Dari Ibnu Umar radhiyallahu ‘anhuma, bahwasanya Umar bertanya kepada Nabi shallallahu ‘alaihi wa sallam dengan mengatakan, ‘Sesungguhnya dulu saya pernah bernadzar pada zaman jahiliyah untuk ber-i’tikaf semalam di masjidil haram. Maka Nabi  shallallahu ‘alaihi wa sallam bersabda kepadanya : penuhilah nadzarmu. (HR. Al-Bukhari, 3/63)

            Adapun sebab diistilahkan dengan iftikaf syuruq karena pada saat itu didilaksanakan saat setelah fajar shiddiq muncul hingga telah tiba awal waktu dhuha atau saat matahari telah terbit setingga satu tombak, sehingga penamaannya dinisbatkan dengan seiring terbitnya matahari yaitu syuruq atau isyraq.

Syarat dan Ketentuan I’tikaf Syuruq

            I’tikaf menjelang syuruq ini ada beberapa ketentuan yang perlu diketahui agar tidak terjadi kesalahpahaman. Hal ini guna mengantisipasi hal-hal yang tidak sesuai dengan kriteria i’tikaf syuruq sesuai syar’i dan menghindari diri dari amalan yang sia-sia. Di antara ketentuan-ketentuan tersebut adalah :

            Pertama, bahwa keutamaan i’tikaf tersebut adalah ditunaikan dengan duduk berdzikir setelah melaksanakan shalat subuh. Sebagaimana zahir hadits yang telah disebutkan di atas. Syeikh Muhammad Al-Mukhtar Asy-Syanqithi mengatakan, “Keutamaan tersebut mempunyai beberapa syarat, yaitu : hendaknya melaksanakan shalat subuh dengan berjama’ah, maka tidak termasuk di dalamnya orang yang melaksanakan shalat subuh sendirian. Sementara bila meninjau jama’ah secara zhahir maka jama’ah itu mencakup berjama’ah dalam masjid, dalam safar, dan dalam keluarga  meskipun tertinggal karena suatu udzur, seperti melaksanakan shalat sebagai imam untuk anak-anaknya di rumah, kemudian dia duduk di tempat ia shalat.

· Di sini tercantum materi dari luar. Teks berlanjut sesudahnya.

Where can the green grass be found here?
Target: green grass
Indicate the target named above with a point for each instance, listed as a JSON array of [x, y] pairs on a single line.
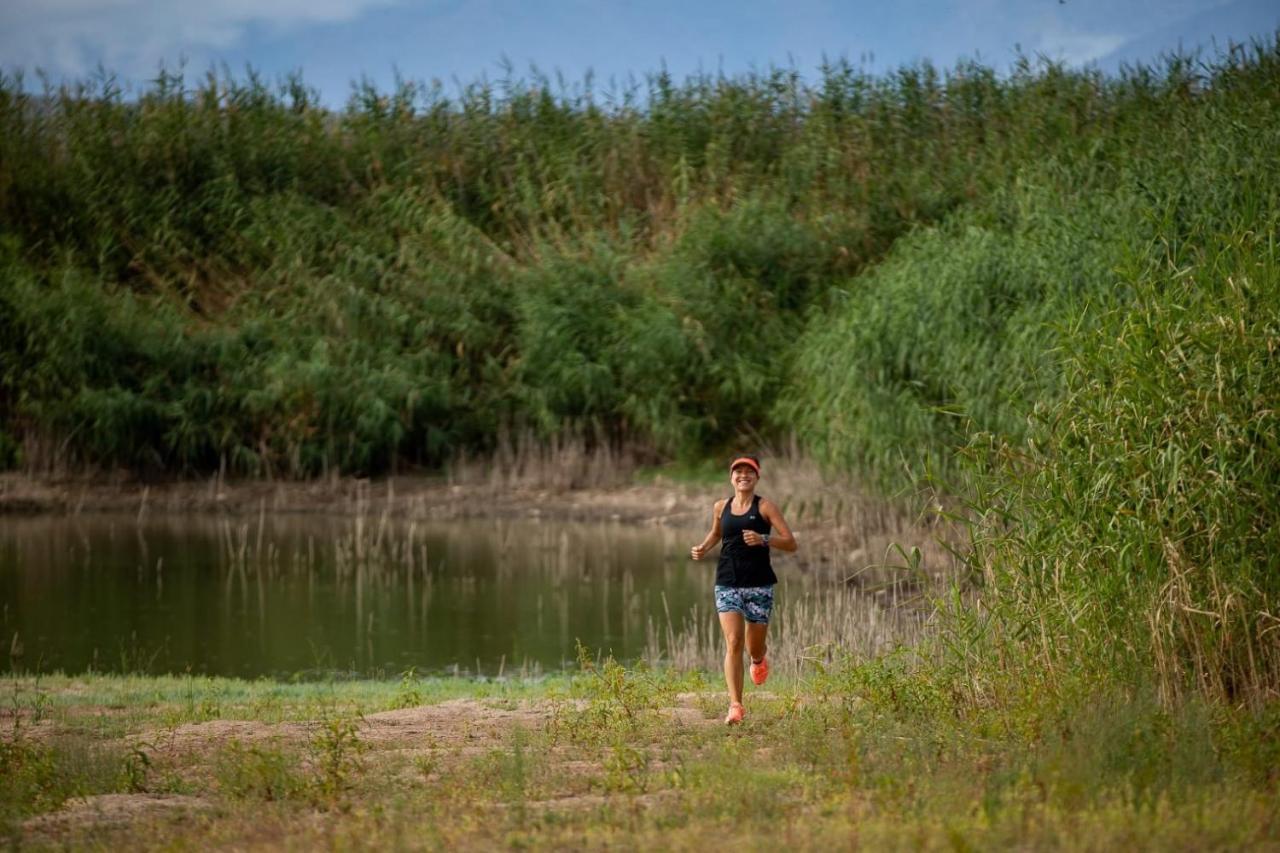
[[220, 274], [858, 753]]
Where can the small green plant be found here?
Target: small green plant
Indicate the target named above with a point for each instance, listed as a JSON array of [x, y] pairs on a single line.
[[336, 758], [259, 771], [408, 693]]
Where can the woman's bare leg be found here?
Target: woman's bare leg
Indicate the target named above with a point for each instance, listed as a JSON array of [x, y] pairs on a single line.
[[755, 637], [735, 629]]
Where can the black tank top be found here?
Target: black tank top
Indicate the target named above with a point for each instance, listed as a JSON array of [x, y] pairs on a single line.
[[743, 565]]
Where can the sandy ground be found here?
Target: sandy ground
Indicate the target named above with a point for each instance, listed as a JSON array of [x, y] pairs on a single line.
[[447, 733]]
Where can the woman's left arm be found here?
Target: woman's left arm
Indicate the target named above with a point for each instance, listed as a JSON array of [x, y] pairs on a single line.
[[781, 538]]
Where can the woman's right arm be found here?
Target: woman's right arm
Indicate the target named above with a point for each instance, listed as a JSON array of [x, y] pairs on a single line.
[[700, 550]]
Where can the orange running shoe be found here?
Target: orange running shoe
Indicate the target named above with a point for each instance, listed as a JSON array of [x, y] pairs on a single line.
[[759, 671]]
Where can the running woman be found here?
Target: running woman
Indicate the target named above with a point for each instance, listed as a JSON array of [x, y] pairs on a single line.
[[748, 527]]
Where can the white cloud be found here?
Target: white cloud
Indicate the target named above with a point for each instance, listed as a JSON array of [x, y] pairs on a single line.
[[133, 36], [1077, 49]]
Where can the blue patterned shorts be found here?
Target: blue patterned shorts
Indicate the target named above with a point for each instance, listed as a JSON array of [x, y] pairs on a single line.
[[753, 602]]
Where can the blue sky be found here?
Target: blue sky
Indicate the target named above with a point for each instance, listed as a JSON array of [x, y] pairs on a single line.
[[337, 41]]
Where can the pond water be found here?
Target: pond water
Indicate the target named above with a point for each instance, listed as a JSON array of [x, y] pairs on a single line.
[[302, 594]]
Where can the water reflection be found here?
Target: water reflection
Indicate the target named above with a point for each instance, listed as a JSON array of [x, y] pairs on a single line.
[[284, 594]]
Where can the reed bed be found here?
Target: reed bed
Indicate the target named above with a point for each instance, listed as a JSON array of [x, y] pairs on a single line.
[[1050, 295]]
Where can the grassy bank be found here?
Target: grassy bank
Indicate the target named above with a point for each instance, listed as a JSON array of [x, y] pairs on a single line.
[[220, 274], [868, 755]]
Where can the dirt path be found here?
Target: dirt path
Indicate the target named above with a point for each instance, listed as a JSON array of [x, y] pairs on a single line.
[[446, 734]]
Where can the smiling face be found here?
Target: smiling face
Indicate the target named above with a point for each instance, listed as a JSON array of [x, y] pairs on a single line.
[[743, 477]]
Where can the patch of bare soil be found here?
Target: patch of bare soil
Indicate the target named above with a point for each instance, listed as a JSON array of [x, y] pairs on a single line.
[[113, 811]]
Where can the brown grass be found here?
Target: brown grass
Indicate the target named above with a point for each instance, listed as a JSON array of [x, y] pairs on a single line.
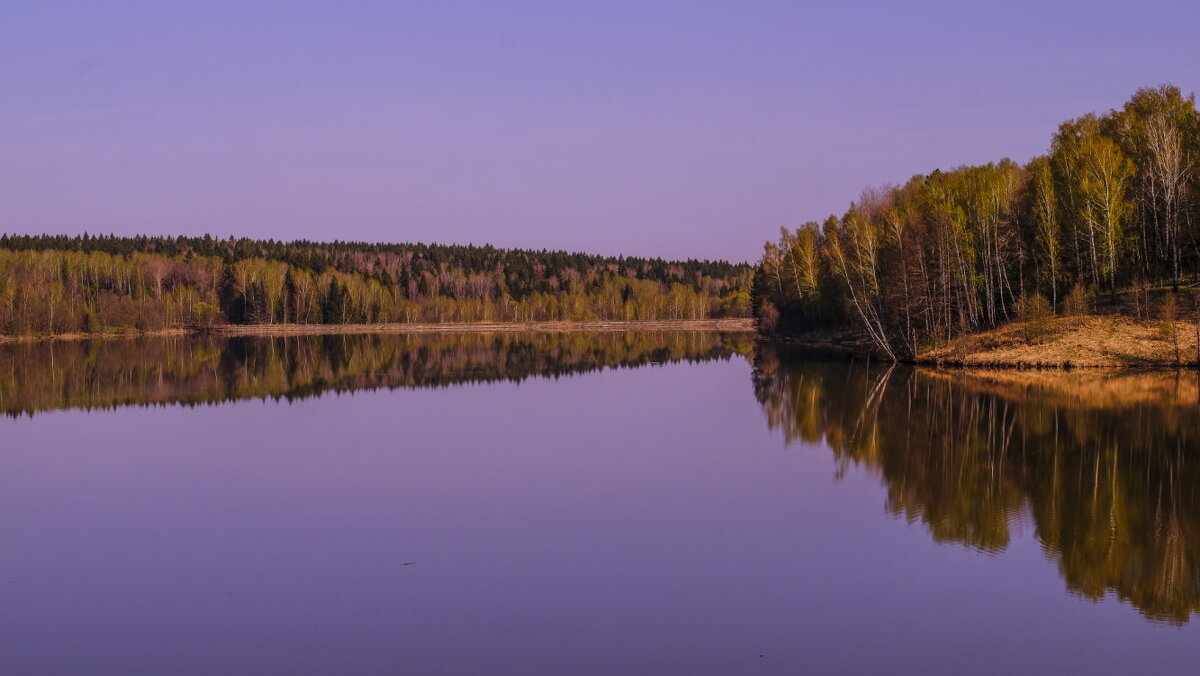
[[1092, 388], [1069, 342]]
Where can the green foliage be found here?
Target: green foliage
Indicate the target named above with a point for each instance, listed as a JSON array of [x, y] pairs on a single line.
[[58, 285], [1114, 203]]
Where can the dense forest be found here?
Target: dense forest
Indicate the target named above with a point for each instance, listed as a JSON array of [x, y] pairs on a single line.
[[55, 285], [1098, 467], [1108, 216], [208, 369]]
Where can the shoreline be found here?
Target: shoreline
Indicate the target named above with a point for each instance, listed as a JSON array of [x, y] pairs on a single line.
[[249, 330], [1063, 344]]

            Kedua, hendaknya ketika duduk dibarengi dengan berdzikir kepada Allah. Jika seseorang tidur pada waktu tersebut, maka tidak mungkin mendapatkan keutamaan tersebut. Keutmaan tersebut hanya bisa didapat dengan memanfaatkannya dengan tilawah Al-Qur’an, berdzikir kepada Ar-Rahman, beristighfar, membaca kitab-kitab ilmu, atau mempelajarinya, memberikan fatwa, memberikan jawaban kepada orang yang bertanya, memberi nasehat kepada orang lain, atau pun ber-amar ma’ruf nahi munkar. Namun jika momen tersebut digunakan untuk ghibah (membicarakan aib orang lain), mengadu domba, maka sama sekali tidak akan mendapatkan keutamaan ini.

            Ketiga, hendaknya dilakukan di tempat ia shalat. Maka apabila seseorang beranjak pergi dari tempat shalatnya lalu datang kembali dengan membawa mushaf, maka itu tidak termasuk mendapatkan keutamaan tersebut. Di karenakan keutamaanya begitu agung, yaitu pahalanya sepertihalnya pahala haji dan umrah secara sempurna dan sempur, maka tentu keutmaan tersebut hanya bisa diraih dengan harus bersusah payah. sehingga seorang hamba harus memaksakan diri untuk menyesuaikan keadaan dengan sunnah ini. Yaitu dengan keadaan duduk sampai tersebit matahari, kemudian menunaikan shalat dua rakaat. (Asy-Syanqithi, Syarh Zad al-Mustaqni’). Wallahu A’lam bish Showab.